Anti-war essays, poems, short stories and literary excerpts
Jacques Maritain
From an interview in 1938
Translator unknown
Count, if you can, the number of dead, the thousands of unfortunate people done away with on both sides, be it by the war itself, by the fury of the populace, or by police purges. Think of the priests slain, the nuns outraged, the churches burned and desecrated, the suspects of all kinds despoiled or murdered by the “reds” after the outbreak of the military insurrection. Think of the suspects of all kinds stripped of their goods, hunted, condemned to death or executed without trial by the “white” terror. Think of the total war waged against fellow citizens, of the horrible treatment of the Basque country, the most Catholic part of Spain. Think of the women and children slaughtered by aerial bombardments, of the famine afflicting a whole civil population, of the thousands of children — Spanish children — who are subject to disease and death in Catalonia by a war between Spaniards (and between Italians and Spaniards).
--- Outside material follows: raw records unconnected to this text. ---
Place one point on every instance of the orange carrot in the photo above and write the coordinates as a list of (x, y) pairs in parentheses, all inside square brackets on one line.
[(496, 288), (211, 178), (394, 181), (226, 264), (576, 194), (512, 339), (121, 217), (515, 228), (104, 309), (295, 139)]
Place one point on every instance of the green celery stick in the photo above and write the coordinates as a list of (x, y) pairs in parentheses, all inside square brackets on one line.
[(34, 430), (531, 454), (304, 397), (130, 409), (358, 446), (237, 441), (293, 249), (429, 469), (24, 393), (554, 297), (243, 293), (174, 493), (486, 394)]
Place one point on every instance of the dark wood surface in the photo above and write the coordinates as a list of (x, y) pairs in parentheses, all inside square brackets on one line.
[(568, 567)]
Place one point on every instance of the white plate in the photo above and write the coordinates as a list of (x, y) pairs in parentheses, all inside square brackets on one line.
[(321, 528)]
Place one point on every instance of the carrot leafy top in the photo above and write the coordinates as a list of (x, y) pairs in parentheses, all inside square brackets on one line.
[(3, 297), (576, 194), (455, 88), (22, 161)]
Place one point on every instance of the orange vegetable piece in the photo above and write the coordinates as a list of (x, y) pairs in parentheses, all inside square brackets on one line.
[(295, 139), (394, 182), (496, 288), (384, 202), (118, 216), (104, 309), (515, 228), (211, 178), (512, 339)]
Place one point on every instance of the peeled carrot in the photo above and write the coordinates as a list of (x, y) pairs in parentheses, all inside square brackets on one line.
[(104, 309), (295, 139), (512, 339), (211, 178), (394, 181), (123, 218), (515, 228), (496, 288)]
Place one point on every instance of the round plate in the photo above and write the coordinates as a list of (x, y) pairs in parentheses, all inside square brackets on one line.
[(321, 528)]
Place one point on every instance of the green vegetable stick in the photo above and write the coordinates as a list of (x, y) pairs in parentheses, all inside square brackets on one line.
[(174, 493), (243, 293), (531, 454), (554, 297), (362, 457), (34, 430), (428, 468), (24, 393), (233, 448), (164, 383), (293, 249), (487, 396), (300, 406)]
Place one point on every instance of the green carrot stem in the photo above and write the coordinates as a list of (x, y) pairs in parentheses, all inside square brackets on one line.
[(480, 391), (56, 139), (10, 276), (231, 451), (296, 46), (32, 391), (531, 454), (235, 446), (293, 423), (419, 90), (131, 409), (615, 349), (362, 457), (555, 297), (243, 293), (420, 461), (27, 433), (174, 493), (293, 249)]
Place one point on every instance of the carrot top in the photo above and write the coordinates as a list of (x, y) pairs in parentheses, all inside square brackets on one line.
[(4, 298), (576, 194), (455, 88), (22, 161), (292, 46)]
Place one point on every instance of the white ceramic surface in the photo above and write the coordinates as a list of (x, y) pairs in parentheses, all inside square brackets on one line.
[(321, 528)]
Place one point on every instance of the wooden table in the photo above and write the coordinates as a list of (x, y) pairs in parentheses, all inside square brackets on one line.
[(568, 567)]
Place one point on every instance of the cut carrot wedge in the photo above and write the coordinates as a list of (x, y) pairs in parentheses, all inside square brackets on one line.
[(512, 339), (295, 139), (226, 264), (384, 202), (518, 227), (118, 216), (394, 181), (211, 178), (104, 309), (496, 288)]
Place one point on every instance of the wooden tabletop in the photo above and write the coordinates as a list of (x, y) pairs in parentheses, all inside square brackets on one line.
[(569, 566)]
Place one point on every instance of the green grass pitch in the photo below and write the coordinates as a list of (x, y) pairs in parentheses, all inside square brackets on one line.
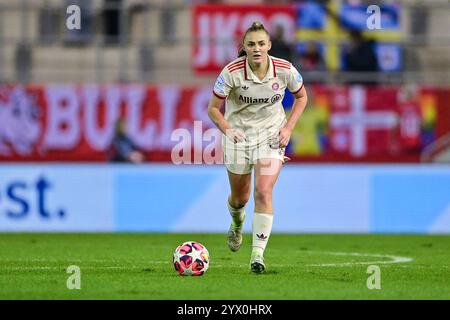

Think of the cities of Spain — among the noblest of cities — which have become proving grounds for international air forces. Picture the exhaustion of the country, the immense damage, physical and moral, done over a period of two years; the accumulation of hatred and bitterness amassed on both sides, the despair of so many souls. And tell me what good one can expect from such a civil war and its pitiless prolongation?